Hans Popper: Ich darf entscheiden, was passiert. Ich möchte auch im Sterben die Bedeutung sehen, Dinge zu regeln, die einen vielleicht noch belasten. Auch noch Frieden zu schließen.

OÖNachrichten: Könnten Sie jetzt sterben?

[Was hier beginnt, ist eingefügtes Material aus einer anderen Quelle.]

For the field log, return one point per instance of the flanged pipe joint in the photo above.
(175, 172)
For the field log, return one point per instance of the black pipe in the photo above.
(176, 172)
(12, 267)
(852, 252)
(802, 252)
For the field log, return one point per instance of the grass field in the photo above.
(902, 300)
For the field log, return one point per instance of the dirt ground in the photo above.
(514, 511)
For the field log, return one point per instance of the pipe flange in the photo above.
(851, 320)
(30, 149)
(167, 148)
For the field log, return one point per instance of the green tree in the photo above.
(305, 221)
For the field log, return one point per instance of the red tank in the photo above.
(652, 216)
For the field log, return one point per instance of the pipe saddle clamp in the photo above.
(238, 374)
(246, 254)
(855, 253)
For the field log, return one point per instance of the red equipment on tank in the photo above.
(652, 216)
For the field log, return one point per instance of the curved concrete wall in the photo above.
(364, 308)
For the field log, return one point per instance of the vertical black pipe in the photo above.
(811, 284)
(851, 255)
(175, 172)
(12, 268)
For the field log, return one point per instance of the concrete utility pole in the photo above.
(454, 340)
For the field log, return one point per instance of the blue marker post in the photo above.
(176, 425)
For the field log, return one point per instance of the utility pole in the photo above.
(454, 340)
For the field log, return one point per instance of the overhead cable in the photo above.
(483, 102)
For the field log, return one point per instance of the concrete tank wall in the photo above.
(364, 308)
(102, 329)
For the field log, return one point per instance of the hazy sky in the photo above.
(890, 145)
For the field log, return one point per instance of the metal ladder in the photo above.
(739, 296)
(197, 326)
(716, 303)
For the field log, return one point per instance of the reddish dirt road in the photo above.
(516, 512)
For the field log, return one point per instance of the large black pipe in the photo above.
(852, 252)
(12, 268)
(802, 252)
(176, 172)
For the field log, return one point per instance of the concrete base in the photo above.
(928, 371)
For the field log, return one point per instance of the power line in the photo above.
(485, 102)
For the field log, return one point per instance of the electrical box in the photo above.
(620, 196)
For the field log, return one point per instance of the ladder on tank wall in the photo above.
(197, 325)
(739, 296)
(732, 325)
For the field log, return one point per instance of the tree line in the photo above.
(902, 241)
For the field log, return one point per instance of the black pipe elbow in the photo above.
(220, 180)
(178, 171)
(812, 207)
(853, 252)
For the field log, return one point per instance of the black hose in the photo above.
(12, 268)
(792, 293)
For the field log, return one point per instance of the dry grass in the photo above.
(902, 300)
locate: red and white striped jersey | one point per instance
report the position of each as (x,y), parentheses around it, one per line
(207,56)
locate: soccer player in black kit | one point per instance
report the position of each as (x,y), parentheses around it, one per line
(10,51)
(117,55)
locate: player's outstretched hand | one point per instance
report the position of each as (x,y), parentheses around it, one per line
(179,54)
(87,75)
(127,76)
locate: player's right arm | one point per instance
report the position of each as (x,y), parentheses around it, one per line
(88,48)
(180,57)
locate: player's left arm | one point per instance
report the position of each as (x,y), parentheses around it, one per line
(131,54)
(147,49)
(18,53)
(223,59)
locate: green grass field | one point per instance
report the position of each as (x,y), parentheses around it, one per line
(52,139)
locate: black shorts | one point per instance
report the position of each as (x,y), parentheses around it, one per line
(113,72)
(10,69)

Hans Popper: Da ist noch vieles offen. Ich möchte noch viele Dinge tun. Und ich bin noch lange nicht mit meinem Leben und mit meiner Welt im Reinen. In meinem Leben gibt es noch viele Aufräumarbeiten.

 

Porträt

Hans Popper aus Rohrbach ist 62 Jahre alt, seit Ende 2010 Pensionist, verheiratet, zwei Kinder. Der Jurist leitete von 2003 bis 2010 die Oberösterreichische Gebietskrankenkasse sehr erfolgreich.

Das Pensionsprojekt

Für seine Pensionszeit entwarf er ein für sich maßgeschneidertes Pensionsmodell. Er machte eine Hospizausbildung beim Roten Kreuz. Jetzt ist er als ehrenamtlicher Mitarbeiter in der Palliativstation der Barmherzigen Schwestern in Linz tätig. 2 bis 3 Nachtdienste pro Monat nimmt er sich Zeit für Menschen in ihrer letzten Lebensphase. Weiters ist Popper in der mobilen Hospiz der Caritas in Rohrbach freiwilliger Mitarbeiter.

Hospiz- und Palliativarbeit

Zahlreiche Spitäler und Institutionen bieten Hilfe für Menschen in ihrer letzten Lebensphase und deren Angehörigen an – etwa Caritas, Rotes Kreuz und verschiedene lokale Hospizvereine. Ehrenamtliche Mitarbeiter werden immer gesucht.